Background and Methodology:
The current Ebola virus epidemic in West Africa has been spreading at least since December 2013. The first confirmed case of Ebola virus in Sierra Leone was identified on May 25. Based on viral genetic sequencing data from 72 individuals in Sierra Leone collected between the end of May and mid June, we utilize a range of phylodynamic methods to estimate the basic reproductive number (R0). We additionally estimate the expected lengths of the incubation and infectious periods of the virus. Finally, we use phylogenetic trees to examine the role played by population structure in the epidemic.
The median estimates of R0 based on sequencing data alone range between 1.65-2.18, with the most plausible model yielding a median R0 of 2.18 (95% HPD 1.24-3.55).

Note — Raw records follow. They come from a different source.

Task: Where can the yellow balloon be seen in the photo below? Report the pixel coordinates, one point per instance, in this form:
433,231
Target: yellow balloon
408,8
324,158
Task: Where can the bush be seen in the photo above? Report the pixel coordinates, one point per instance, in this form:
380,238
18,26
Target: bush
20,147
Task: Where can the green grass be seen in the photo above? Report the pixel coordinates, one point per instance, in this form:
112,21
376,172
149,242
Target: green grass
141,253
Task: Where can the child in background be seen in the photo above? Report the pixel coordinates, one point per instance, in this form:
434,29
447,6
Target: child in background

Importantly, our results indicate that, at least until mid June, relief efforts in Sierra Leone were ineffective at lowering the effective reproductive number of the virus. We estimate the expected length of the infectious period to be 2.58 days (median; 95% HPD 1.24-6.98). The dataset appears to be too small in order to estimate the incubation period with high certainty (median expected incubation period 4.92 days; 95% HPD 2.11-23.20). While our estimates of the duration of infection tend to be smaller than previously reported, phylodynamic analyses support a previous estimate that 70% of cases were observed and included in the present dataset. The dataset is too small to show a particular population structure with high significance, however our preliminary analyses suggest that half the population is spreading the virus with an R0 well above 2, while the other half of the population is spreading with an R0 below 1.
Overall we show that sequencing data can robustly infer key epidemiological parameters. Such estimates inform public health officials and help to coordinate effective public health efforts. Thus having more sequencing data available for the ongoing Ebola virus epidemic and at the start of new outbreaks will foster a quick understanding of the dynamics of the pathogen.